El Ramon En El Bosque

El Ramon sirve de alimento a muchos animales silvestres: como saraguates, tepezcuintles, murcielagos y muchas especies de aves.


Como Sembrar Ramon

  1. Siembra directa
  2. Haciendo un vivero
  3. Cuidando los arbolitos que nacen solos en los guamiles.


Pastel De Ramon


3 barras de margarina

2 sobrecitos de canela

½ cucharadita de sal

5 libras de semilla de Ramon

2 libras de azucar (o miel, preferablemente miel de abeja donceya or mosca real)

6 huevos

2 tazas de leche o agua


La semilla del Ramon se pone a cocinar.

Se calienta agua con ceniza y cal, y cuando esta hirviendo se agrega la semilla (tiene que estar bien lavada).

Cuando esta bien cocida, se deja enfriar y luego se pela, se muele en el molino como si fuera maiz.

Cuando la masta esta lista se le agrega la leche con el azucar o miel hasta que este bien mezclado y no queden bolitas.

Se le agrega el resto de los ingredientes y se mezclan bien.

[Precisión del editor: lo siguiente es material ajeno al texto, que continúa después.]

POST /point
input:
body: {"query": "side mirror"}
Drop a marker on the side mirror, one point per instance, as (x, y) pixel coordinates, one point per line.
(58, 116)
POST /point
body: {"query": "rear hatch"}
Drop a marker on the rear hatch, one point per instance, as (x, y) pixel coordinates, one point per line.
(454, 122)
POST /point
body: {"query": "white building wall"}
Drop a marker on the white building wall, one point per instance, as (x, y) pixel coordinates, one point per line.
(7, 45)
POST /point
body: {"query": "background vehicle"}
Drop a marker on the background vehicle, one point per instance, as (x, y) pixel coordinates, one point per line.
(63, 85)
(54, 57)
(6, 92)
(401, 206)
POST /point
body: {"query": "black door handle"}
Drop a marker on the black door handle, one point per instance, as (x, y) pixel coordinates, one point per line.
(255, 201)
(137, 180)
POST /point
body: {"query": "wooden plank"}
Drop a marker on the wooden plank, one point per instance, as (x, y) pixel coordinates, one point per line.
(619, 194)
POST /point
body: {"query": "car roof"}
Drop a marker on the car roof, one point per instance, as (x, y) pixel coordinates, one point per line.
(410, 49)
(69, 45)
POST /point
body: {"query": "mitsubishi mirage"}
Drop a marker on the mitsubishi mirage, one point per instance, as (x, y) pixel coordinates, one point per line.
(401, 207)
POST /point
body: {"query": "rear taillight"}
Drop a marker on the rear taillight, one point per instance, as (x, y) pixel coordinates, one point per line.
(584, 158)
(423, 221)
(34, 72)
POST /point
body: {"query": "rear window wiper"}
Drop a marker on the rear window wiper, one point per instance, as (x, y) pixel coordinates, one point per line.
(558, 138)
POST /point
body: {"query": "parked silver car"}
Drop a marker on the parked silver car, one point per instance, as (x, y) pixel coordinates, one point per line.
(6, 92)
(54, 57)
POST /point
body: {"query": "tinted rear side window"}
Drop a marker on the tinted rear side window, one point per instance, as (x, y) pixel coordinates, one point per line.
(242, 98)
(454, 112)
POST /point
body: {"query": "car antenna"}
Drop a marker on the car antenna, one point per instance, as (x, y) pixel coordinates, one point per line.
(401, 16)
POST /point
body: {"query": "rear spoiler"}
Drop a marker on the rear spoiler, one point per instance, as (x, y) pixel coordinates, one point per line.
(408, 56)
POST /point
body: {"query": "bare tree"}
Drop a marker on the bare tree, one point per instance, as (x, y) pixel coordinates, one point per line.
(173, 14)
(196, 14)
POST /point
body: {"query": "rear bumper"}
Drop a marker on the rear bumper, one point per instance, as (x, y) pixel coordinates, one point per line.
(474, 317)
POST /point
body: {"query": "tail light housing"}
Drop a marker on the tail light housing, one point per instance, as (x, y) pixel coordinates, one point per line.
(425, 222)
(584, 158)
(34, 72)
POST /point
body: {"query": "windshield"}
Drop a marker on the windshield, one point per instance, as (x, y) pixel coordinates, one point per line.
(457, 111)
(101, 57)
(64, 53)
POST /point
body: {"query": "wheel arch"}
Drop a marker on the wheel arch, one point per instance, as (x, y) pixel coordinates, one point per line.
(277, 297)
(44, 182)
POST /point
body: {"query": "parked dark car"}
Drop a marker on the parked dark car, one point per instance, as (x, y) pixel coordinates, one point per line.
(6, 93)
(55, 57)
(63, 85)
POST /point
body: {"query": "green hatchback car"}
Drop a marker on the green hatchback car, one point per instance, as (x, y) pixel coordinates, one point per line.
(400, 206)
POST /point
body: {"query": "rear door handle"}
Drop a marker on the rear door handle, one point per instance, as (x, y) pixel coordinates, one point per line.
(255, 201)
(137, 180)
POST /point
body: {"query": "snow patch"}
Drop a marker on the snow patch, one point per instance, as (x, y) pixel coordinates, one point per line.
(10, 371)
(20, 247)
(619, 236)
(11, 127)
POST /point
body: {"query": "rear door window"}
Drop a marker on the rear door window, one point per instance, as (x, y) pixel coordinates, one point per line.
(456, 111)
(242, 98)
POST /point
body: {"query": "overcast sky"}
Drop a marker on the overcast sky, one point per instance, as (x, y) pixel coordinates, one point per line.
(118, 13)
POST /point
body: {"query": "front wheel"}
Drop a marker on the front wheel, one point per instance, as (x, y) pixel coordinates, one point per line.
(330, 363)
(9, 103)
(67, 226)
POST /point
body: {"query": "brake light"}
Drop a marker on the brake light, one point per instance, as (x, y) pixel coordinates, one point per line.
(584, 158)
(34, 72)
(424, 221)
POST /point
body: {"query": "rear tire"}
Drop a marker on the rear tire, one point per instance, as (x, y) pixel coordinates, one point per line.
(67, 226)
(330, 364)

Se engrasa un molde y se pone a hornear, para saber si ya esta bien cocido, se mete un cuchillo y cuando salga limpio, es que ya esta listo. Tambien puede agregarse crema si se quiere.


Sopa de Ramon


1 libra de mas de ramon

1 Diente de ajo

Hojoas de cilantro cimarron

1 Cucharada de margarina o aceite

1 ½ Litro de agua

1 Cebolla grande

2 Tomates

Sal y pimienta al gusto


La masa del ramon se deshace con el agua y se pone a hervir. En un sarten se frie la cebolla, el tomate, el cilantro y el ajo con margarina o aceite y agregarlo a la masa. Se deja que hierva. Se sazona con sal y pimienta al gusto.

Se le puede agregar crema o queso al momento de servirse.


Atol de Ramon


½ libra de masa de ramon

1 Litro de agua o leche

Canela en raja


El agua o la leche se pone a hervir con canela y cuando esta suelta su olor se le agrega la masa y disuelta con otro poco de agua. Se deja hervir unos 5 minutos y luego se sirve.

Debemos dejar nuestra reserva de bosque, ya que nos da muchos beneficios.